LLMs as Hackers: Autonomous Linux Privilege Escalation Attacks
Andreas Happe, Aaron Kaplan, Juergen Cito
TL;DR
The paper addresses how capable LLMs are at autonomously performing Linux privilege-escalation and introduces hackingBuddyGPT along with a reproducible, open benchmark. By evaluating multiple models (GPT-3.5-Turbo, GPT-4-Turbo, Llama3 variants) against human pen-testers and traditional tools, and by exploring context-management and high-level guidance, the study reveals that GPT-4-Turbo achieves human-competitive success (up to ~83% with guidance) while smaller models lag significantly. It demonstrates that state compression and high-level guidance substantially boost performance and that context-size trade-offs and cost considerations critically shape practical deployment. The work provides a valuable, open-source platform for evaluating LLM-driven offensive security, offers nuanced insights into command quality and model behavior, and highlights ethical safeguards and threats to validity, informing both defense and responsible research in LLM-assisted penetration testing.
Abstract
Penetration-testing is crucial for identifying system vulnerabilities, with privilege-escalation being a critical subtask to gain elevated access to protected resources.
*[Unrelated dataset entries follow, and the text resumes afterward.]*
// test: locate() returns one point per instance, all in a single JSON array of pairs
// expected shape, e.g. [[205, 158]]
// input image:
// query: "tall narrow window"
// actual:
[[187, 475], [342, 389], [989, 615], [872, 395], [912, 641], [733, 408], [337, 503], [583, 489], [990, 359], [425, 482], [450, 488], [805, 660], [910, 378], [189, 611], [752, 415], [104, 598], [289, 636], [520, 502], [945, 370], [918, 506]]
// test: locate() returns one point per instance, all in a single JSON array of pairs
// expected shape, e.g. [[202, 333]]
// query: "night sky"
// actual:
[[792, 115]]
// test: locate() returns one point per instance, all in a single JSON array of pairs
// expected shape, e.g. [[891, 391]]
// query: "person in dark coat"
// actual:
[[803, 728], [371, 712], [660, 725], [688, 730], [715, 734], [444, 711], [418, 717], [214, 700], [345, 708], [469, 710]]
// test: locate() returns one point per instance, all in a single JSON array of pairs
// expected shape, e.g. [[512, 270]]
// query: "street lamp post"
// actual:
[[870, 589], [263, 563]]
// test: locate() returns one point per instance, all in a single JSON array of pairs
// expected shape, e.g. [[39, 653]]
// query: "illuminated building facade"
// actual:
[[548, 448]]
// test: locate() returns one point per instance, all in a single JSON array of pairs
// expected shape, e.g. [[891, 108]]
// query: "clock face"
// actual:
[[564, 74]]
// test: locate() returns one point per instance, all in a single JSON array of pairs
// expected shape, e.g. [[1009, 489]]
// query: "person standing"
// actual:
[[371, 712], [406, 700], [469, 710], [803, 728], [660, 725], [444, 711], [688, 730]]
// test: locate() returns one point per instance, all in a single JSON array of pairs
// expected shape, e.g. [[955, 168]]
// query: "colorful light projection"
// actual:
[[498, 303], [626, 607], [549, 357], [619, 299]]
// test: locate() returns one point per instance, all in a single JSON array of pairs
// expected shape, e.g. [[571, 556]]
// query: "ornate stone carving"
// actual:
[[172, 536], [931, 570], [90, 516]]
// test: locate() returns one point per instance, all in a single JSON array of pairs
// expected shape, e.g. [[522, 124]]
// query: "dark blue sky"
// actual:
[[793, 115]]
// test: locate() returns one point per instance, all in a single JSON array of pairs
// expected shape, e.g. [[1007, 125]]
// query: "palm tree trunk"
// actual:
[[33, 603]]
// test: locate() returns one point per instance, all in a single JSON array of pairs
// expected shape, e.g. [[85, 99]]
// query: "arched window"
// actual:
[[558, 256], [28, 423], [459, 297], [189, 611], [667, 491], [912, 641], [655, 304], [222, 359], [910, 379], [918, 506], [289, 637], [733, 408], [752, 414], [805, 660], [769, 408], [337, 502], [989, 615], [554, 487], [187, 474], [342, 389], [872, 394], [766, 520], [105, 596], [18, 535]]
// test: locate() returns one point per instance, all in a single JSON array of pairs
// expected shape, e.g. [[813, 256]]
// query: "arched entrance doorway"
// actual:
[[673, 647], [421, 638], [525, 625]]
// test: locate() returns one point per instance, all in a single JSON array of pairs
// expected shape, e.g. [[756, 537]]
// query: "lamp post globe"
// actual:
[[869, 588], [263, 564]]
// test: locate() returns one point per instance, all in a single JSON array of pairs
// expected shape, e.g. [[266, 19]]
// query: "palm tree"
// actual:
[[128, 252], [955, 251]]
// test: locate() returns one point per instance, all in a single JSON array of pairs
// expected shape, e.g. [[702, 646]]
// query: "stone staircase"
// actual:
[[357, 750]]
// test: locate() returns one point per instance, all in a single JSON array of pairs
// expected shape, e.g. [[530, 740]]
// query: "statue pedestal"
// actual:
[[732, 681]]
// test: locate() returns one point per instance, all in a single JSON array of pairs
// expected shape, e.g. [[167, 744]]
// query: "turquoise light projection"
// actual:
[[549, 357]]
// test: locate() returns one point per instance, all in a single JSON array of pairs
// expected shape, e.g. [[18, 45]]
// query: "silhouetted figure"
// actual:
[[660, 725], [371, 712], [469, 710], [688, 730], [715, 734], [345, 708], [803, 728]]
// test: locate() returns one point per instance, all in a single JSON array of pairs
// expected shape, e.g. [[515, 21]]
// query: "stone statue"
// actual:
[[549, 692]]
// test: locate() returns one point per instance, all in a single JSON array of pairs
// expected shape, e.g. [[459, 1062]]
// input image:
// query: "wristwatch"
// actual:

Language Models (LLMs) presents new avenues for automating these security practices by emulating human behavior. However, a comprehensive understanding of LLMs' efficacy and limitations in performing autonomous Linux privilege-escalation attacks remains under-explored. To address this gap, we introduce hackingBuddyGPT, a fully automated LLM-driven prototype designed for autonomous Linux privilege-escalation. We curated a novel, publicly available Linux privilege-escalation benchmark, enabling controlled and reproducible evaluation. Our empirical analysis assesses the quantitative success rates and qualitative operational behaviors of various LLMs -- GPT-3.5-Turbo, GPT-4-Turbo, and Llama3 -- against baselines of human professional pen-testers and traditional automated tools. We investigate the impact of context management strategies, different context sizes, and various high-level guidance mechanisms on LLM performance. Results show that GPT-4-Turbo demonstrates high efficacy, successfully exploiting 33-83% of vulnerabilities, a performance comparable to human pen-testers (75%). In contrast, local models like Llama3 exhibited limited success (0-33%), and GPT-3.5-Turbo achieved moderate rates (16-50%). We show that both high-level guidance and state-management through LLM-driven reflection significantly boost LLM success rates. Qualitative analysis reveals both LLMs' strengths and weaknesses in generating valid commands and highlights challenges in common-sense reasoning, error handling, and multi-step exploitation, particularly with temporal dependencies. Cost analysis indicates that GPT-4-Turbo can achieve human-comparable performance at competitive costs, especially with optimized context management.